Entrenching the public health gap
Losing the forest for the trees is one thing, but it’s also possible to lose sight of individual trees when gazing at a timberline. For this reason, Davies urges advocates for PHM chart a middle course (to mix my metaphors) and not get so close to the fringes that we lose perspective. Speaking from experience, she puts it like this:
“Many of us will recognise the position of frontline pragmatists, who tend to describe PHM as being all about individual care and view the big picture with its trappings of analytics and incentive alignment, as remote and out of touch with the harsh realities of delivery. Meanwhile at the other end of the spectrum are those focused on whole-system strategy who risk becoming distracted by the act of planning and perhaps removed from ‘true’ care delivery.”

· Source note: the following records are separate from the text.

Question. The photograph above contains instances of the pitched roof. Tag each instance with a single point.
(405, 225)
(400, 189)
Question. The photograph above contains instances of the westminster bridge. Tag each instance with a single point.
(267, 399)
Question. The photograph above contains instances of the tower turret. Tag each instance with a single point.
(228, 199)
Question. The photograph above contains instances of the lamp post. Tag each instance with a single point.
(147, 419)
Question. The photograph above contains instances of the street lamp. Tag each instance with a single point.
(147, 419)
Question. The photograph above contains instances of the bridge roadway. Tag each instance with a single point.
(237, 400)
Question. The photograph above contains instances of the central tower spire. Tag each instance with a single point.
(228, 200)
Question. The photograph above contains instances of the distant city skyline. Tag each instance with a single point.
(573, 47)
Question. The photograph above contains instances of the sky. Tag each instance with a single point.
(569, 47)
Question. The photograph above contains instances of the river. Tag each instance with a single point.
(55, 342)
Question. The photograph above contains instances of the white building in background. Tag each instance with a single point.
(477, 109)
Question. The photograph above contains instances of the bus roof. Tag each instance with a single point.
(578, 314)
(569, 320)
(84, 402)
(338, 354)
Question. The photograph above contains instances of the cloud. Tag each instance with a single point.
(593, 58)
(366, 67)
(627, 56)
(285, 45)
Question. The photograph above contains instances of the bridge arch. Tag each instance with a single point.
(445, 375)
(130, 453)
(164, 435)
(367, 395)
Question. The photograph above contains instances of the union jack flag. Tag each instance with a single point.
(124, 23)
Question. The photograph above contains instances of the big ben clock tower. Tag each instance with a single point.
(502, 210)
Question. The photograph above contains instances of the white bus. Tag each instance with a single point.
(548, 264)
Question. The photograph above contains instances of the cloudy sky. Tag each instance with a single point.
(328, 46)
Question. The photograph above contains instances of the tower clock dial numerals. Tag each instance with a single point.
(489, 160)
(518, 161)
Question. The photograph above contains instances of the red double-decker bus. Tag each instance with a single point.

While systems-level thinking is important in this discussion, PHM won’t be adopted successfully unless it’s perceived as being adaptable to different circumstances. To my mind, this kind of allowance is even more important in decentralized settings like the U.S. healthcare system. Sure, one in three Americans are covered by Medicare and Medicaid, and those agencies will exercise significant influence over how PHM plays out in this country. But there is no central agency that can guide implementation a unified program of proactive interventions; for this reason, PHM must be conceptualized with maximum flexibility built into it, and the rewards infrastructure must be similarly adaptable.
Conflating enablers with the endgame
“Just as a car cannot be summed up by just the engine, the wheels or the chassis,” says Davies, “critical though all these things are, they are not the car!” I couldn’t agree more. Sometimes it seems like instead of jumping in and changing how things are done, the medical industry likes to plan every detail ahead of time, assigning roles and maximizing accountability. While there’s something to be said for planning ahead, Davies’ point is that this over-planning can be, and often is, taken too far.
Her “just get on with it school of PHM” is an idea that should be emulated within reason here in the U.S. Here is how she defines it:
“As my colleague Dr. Steve Laitner puts it – focus, function, finance, then form – in that order. Identify the group you are going to focus on, use the best available insights, codesign with users the best care function or delivery model then establish what contractual model will drive the behaviours needed for success, then and only then formalise the governance structures needed for accountability and monitoring.”
At the end of the day, she says, it’s all about inspiring and engaging the workforce tasked with delivering care. If PHM frameworks can deliver demonstrably better care, momentum will build and healthcare will be transformed for the better.